Though at first opposed by some of Adams's associates, this motion was at last unanimously adopted. November 20, the committee of correspondence submitted to a town-meeting in Faneuil Hall its report, which comprised a "State of the Rights of the Colonists," drafted by Samuel Adams; a "List of the Infringements and Violations of Those Rights," prepared by Joseph Warren; and a "Letter of Correspondence" with the other towns of the province, written by Benjamin Church. Together, these papers constituted the most radical and comprehensive statement of the case of the colonists that had yet appeared. The towns began at once to appoint similar committees, and during the early months of 1773, their replies were sent in. The substructure of a future national organization was thus laid. "The whole frame of it," says Hutchinson, "was calculated to strike the colonists with a sense of their just claim to independence, and to stimulate them to assert it." According to Daniel Leonard, "this is the foulest, subtlest, and most venomous serpent ever issued from the egg of sedition. I saw the small seed when it was planted; it was a grain of mustard. I have watched the plant until it has become a great tree."

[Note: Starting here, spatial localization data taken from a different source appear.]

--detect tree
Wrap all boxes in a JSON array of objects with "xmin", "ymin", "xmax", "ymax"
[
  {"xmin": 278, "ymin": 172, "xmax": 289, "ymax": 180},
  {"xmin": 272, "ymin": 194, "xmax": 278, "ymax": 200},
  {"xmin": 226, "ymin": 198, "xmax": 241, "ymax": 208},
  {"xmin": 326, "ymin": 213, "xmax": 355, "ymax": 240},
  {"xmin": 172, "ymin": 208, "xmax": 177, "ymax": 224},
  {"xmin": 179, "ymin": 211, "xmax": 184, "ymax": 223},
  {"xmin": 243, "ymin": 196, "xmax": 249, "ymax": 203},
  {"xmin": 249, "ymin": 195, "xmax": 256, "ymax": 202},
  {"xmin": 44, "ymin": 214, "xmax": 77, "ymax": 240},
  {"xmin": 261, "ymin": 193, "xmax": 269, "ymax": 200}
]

Nevertheless, there seemed to be a lull in the storm. Not a single committee of correspondence was at that time chosen outside of Massachusetts. Other colonies, however, were drawn into line by the arrival of a new royal order from Lord Dartmouth, successor to Hillsborough in the colonial office, creating a special commission to investigate the affair of the Gaspee. The commission was authorized to arrest the offenders, if discovered, and send them to England for trial. No legal evidence could be secured, and so in June the commission finally adjourned without accomplishing its purpose.

Already, the proposal to transport Americans to England for trial had borne fruit. In Virginia, on March 12, 1773, the House of Burgesses appointed a standing committee for intercolonial correspondence. Among its eleven members were Richard Bland, Dabney Carr, Patrick Henry, Richard Henry Lee, and Thomas Jefferson. In a set of resolutions the committee was directed to inform itself "particularly of the principles and authority on which was constituted a court of inquiry, said to have been lately held in Rhode Island, with powers to transport persons accused of offences committed in America to places beyond the seas to be tried"; and the speaker was instructed to send a copy of the resolutions to each of the other assemblies on the continent, with a request to appoint a similar committee of correspondence. By July 8, five colonies — Rhode Island, Connecticut, New Hampshire, Massachusetts, and South Carolina — had complied with the request.

Thus, in these two sets of committees, local and provincial, the foundation of American independence was laid. "The Union of the Colonies, which is now taking place," it was said in the press, "is big with the most important advantages to this continent. From this Union will result our Security from all foreign enemies. ... The United Americans may bid Defiance to all their open as well as secret foes; therefore, let it be the Study of all to make the Union of the Colonies firm and perpetual, as it will be the great Basis for Liberty and every public Blessing in America."